PHoto: ratko radojcic

Paula Haney's first cookbook hits the shelves this week. 

The first cookbook from Paula Haney of the popular-as-ever Hoosier Mama Pie Company (1618 W. Chicago Ave., 312-243-4846), titled The Hoosier Mama Book of Pie (Agate Midway, $29.95), is now available in bookstores and on Amazon. Dish chatted with Haney and Allison Scott, who spearheaded the savory pie recipes, about calculating pie out to many decimal places.

Dish: Did all of these recipes exist, or were some developed for the book?

Paula Haney: They are the recipes we use in the pie shop. We would write the recipes out and hand them to different bakers in the kitchen and make sure we knew everybody’s tricks and secrets.

D: So everyone on your staff was involved?

PH: Either directly, in testing a recipe, or by holding it together while we ran off and wrote.

D: Writing a cookbook is brutal. Why did you want to undertake this project?

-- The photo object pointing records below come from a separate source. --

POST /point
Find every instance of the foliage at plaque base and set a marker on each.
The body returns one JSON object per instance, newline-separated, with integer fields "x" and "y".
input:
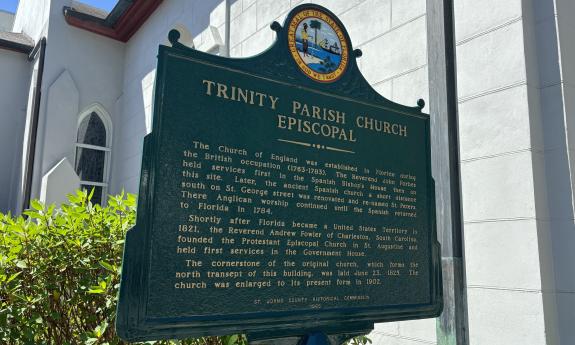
{"x": 59, "y": 273}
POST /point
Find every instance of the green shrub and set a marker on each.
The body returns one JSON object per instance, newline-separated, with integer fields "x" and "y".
{"x": 59, "y": 273}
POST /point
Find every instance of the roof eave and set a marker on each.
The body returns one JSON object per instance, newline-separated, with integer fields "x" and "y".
{"x": 120, "y": 24}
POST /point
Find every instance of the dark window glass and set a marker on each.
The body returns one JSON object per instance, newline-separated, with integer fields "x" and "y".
{"x": 90, "y": 164}
{"x": 92, "y": 131}
{"x": 97, "y": 196}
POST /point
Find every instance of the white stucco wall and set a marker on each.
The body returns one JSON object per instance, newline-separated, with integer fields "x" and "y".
{"x": 139, "y": 75}
{"x": 32, "y": 18}
{"x": 14, "y": 83}
{"x": 95, "y": 66}
{"x": 6, "y": 21}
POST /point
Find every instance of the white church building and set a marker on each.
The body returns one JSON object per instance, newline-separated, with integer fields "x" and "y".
{"x": 76, "y": 102}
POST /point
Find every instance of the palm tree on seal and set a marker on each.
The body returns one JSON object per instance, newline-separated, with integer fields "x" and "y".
{"x": 316, "y": 25}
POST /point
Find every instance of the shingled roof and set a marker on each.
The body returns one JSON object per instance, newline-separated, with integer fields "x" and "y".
{"x": 16, "y": 41}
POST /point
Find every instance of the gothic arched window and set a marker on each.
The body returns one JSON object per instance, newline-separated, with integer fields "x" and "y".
{"x": 92, "y": 155}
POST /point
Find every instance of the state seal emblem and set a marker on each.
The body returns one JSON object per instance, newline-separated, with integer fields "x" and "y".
{"x": 318, "y": 45}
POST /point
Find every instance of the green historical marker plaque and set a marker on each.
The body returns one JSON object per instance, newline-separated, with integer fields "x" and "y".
{"x": 280, "y": 195}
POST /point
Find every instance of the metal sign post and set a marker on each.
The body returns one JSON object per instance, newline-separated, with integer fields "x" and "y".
{"x": 452, "y": 324}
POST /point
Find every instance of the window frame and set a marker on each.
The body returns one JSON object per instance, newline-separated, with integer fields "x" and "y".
{"x": 104, "y": 116}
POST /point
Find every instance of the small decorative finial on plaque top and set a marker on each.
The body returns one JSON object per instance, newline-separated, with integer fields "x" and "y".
{"x": 174, "y": 38}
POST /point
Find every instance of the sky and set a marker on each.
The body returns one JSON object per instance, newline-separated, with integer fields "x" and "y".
{"x": 107, "y": 5}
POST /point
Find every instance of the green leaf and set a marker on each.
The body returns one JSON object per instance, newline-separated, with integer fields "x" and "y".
{"x": 14, "y": 276}
{"x": 108, "y": 266}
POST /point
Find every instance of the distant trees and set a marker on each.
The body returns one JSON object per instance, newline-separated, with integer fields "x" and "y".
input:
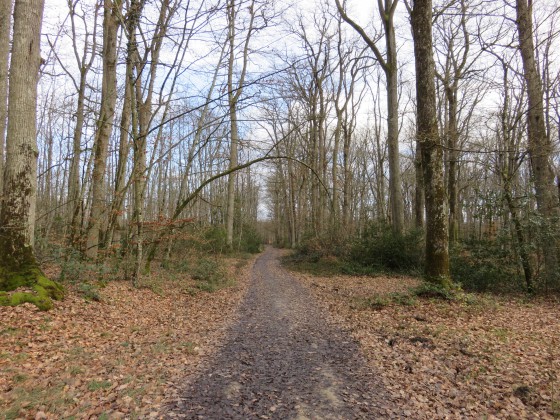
{"x": 18, "y": 266}
{"x": 539, "y": 145}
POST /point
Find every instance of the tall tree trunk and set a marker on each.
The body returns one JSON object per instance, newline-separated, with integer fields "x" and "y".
{"x": 395, "y": 185}
{"x": 452, "y": 142}
{"x": 5, "y": 27}
{"x": 539, "y": 146}
{"x": 389, "y": 64}
{"x": 111, "y": 16}
{"x": 18, "y": 266}
{"x": 419, "y": 197}
{"x": 437, "y": 232}
{"x": 234, "y": 93}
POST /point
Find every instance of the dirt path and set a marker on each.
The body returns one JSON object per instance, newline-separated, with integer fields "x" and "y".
{"x": 281, "y": 359}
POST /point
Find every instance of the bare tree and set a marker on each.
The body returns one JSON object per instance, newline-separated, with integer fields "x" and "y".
{"x": 5, "y": 26}
{"x": 437, "y": 231}
{"x": 540, "y": 149}
{"x": 389, "y": 65}
{"x": 18, "y": 266}
{"x": 111, "y": 23}
{"x": 235, "y": 89}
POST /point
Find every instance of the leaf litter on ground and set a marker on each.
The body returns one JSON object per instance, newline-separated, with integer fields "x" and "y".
{"x": 124, "y": 356}
{"x": 478, "y": 356}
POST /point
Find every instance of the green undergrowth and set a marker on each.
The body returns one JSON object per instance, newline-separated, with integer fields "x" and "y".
{"x": 29, "y": 286}
{"x": 410, "y": 297}
{"x": 327, "y": 266}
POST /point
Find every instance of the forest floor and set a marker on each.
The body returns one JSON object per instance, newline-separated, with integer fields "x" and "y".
{"x": 481, "y": 356}
{"x": 276, "y": 344}
{"x": 120, "y": 357}
{"x": 282, "y": 360}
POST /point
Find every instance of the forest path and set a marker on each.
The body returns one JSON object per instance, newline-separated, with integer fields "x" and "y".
{"x": 282, "y": 359}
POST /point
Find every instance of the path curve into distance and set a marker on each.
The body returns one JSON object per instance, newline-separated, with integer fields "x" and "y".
{"x": 281, "y": 359}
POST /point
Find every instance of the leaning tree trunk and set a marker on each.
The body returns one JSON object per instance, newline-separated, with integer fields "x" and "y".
{"x": 18, "y": 266}
{"x": 540, "y": 149}
{"x": 5, "y": 25}
{"x": 437, "y": 236}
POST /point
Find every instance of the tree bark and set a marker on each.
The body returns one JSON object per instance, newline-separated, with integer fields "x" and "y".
{"x": 5, "y": 26}
{"x": 437, "y": 231}
{"x": 111, "y": 15}
{"x": 234, "y": 94}
{"x": 540, "y": 149}
{"x": 18, "y": 266}
{"x": 390, "y": 67}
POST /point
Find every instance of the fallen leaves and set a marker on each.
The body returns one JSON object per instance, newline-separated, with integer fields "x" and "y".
{"x": 117, "y": 358}
{"x": 487, "y": 358}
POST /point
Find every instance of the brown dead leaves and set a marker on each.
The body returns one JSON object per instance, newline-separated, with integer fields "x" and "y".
{"x": 117, "y": 358}
{"x": 481, "y": 358}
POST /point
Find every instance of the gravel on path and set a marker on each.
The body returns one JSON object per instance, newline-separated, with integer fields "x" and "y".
{"x": 281, "y": 359}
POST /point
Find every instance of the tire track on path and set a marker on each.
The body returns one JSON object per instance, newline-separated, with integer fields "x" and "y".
{"x": 281, "y": 359}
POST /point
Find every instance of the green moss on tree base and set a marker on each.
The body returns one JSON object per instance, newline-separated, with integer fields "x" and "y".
{"x": 42, "y": 289}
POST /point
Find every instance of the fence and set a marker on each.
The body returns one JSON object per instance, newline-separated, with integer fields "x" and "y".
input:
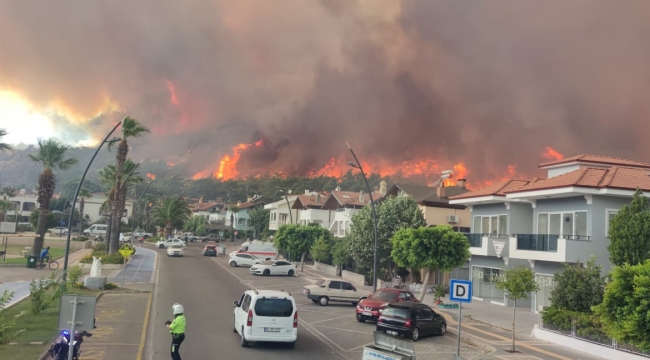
{"x": 591, "y": 334}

PH: I always wanted to write one. I loved reading them when I was little. I went to journalism school. I thought I would be a writer, but I’m not that good at it. But I always knew how I would do a cookbook.

Allison Scott: We signed the contact in April of last year. I remember because I was on my honeymoon. All of our deadlines were bad. The first draft was due the week after Thanksgiving. The first revision was due the week before Christmas.

PH: I had to leave a family holiday gathering and go to a coffeehouse to work on it.

D: How did you develop your pie crust recipe?

PH: I took a summer off between jobs one time and worked on nothing but this pie crust recipe. I just pulled together all the cookbooks I had. My mother’s Betty Crocker's Cookbook from 1948. Rose Beranbaum’s book [The Pie and Pastry Bible] is amazing. I tried different flours and salts and sugars. I asked friends and neighbors, and they brought me their grandmothers’ recipes. I worked until I found something I liked that was repeatable.

D: Is there anything you won’t put on a pie crust?

PH: I think if you worked at it, you could do anything, but I’m not a huge fan of unusual combinations in a pie. Of course we make sweet corn pie with candied tomatoes.

AS: It seems that every time we thought of something undoable, we figured out how to do it. We’ve even made horchata pie. That’s how I come up with new recipes. I make something at home for dinner and think: How can this be a pie?

D: What’s your favorite pie?

PH: Rhubarb.

D: Why isn’t your scone recipe in the book?

PH: Because I am trying to get them to give me another book.